The Glory of Zion


The Glory of Zion

Isaiah 60

Arise, shine, for your light has come, and the glory of the Lord shines over you. (Isa 60:1)

Main Idea: The stunning glory of Zion, the heavenly City of God, is revealed in words that soar beyond any earthly fulfillment in the physical city of Jerusalem.

  1. Zion Is Commanded to Arise and Be Glorious (60:1-2).
    1. Zion commanded to arise and shine (60:1)
    2. Zion’s glory a contrast to the darkness of the nations (60:2)
  2. The Nations Are Drawn to the Glory of Zion and Glorify It More (60:3-9).
    1. The magnetic attraction of Zion’s glory (60:3)
    2. Zion’s sons and daughters carried home (60:4,9)
    3. God’s house beautified by the diverse glories of the nations (60:5-9)
  3. Zion Is Increasingly Beautiful as the Riches of the Nations Stream In (60:10-18).
    1. Nations and kings will rebuild Zion (60:10).
    2. God’s wrath will be atoned for (60:10).
    3. Zion’s gates will be eternally open: security and prosperity (60:11,17-18).
    4. All nations who refuse to serve Zion are warned (60:12).
    5. Zion will be beloved and served, no longer hated (60:13-16).
  4. The Eternal Glory of Zion (60:19-22)
    1. Sun and moon are replaced by the glory of God (60:19-20).
    2. The people of God are eternally righteous, to the glory of God (60:21-22).

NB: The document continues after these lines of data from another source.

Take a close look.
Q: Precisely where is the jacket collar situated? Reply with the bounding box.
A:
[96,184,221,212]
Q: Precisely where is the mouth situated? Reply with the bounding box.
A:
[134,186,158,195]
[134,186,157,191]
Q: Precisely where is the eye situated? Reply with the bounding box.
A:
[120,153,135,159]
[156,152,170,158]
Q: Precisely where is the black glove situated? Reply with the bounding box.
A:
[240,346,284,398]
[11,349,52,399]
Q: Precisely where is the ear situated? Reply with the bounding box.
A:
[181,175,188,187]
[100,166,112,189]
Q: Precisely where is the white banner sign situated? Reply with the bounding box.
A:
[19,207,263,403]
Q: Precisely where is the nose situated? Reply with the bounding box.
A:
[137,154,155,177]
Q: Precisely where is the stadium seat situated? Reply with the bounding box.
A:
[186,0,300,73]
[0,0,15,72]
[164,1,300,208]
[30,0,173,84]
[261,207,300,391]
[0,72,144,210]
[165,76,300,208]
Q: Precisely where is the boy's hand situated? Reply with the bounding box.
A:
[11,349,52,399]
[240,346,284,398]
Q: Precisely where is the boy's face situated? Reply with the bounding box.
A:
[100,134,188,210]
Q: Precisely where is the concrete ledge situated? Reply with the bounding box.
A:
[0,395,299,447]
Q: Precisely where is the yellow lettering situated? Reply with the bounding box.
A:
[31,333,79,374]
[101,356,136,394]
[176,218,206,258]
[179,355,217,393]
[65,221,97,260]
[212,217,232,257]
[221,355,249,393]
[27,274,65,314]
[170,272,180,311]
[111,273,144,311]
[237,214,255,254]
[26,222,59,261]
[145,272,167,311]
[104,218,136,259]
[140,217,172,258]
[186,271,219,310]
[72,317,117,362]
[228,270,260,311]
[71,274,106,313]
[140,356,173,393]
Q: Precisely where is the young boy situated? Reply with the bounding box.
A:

Zion Is Commanded to Arise and Be Glorious

Isaiah 60:1-2

In this chapter it seems that the Holy Spirit of God overwhelmed Isaiah with words of stunning radiance that flowed through his pen. These words give us an amazing foretaste of the glories of heaven. The chapter is about “Zion” again, for Zion is mentioned clearly in verse 14, and the feminine grammar of verse 1 points to Jerusalem as the bride of God. God commands Zion to arise and shine, showing that only the sovereign power of God through his word can accomplish Zion’s glory. Zion was humiliated by the wrath of God and is in ruins (v. 10). But the work of God the “Savior and Redeemer” (v. 16) is clearly on display and results in an ever-increasing glory that will act with magnetic power on the darkened nations of the world. For Zion to arise and shine is nothing less than a resurrection from the dishonor and guilt of sin and death, accomplished by the sovereign power of the Spirit.

As we have seen before with chapters that speak of the redemption and glory of Zion, an immediate fulfillment is in the restoration of the exiled Jews from Babylon to Jerusalem and the rebuilding of the city and the temple under Ezra, Nehemiah, and Haggai. But the words soar so far above as to make it obvious that the Lord had something far better in mind. Isaiah employs language his people would have been familiar with concerning the rebuilding of the city and its sanctuary using building materials from the nations. Just as Solomon employed the best craftsmen in the world for felling timber (the Sidonians, 1 Kgs 5:8), so the eternal Zion will also be built with the diverse glories of the nations. So Isaiah 60 has predominantly in view the heavenly Zion of Hebrews 12:22 and the coming new Jerusalem of Revelation 21:9-25. Both are built by the spread of the gospel to every nation on earth, and the flow of their diverse worship radiantly beautifies the heavenly glory of both. The building materials of the new Jerusalem are “living stones” (1 Pet 2:5) quarried from Satan’s dark kingdom (Isa 60:2, “darkness will cover the earth, and total darkness the peoples”) from every culture on earth, and irradiated by the gospel for eternal glory. No chapter so clearly celebrates the rich diversity of ethnic heavenly worship as does Isaiah 60.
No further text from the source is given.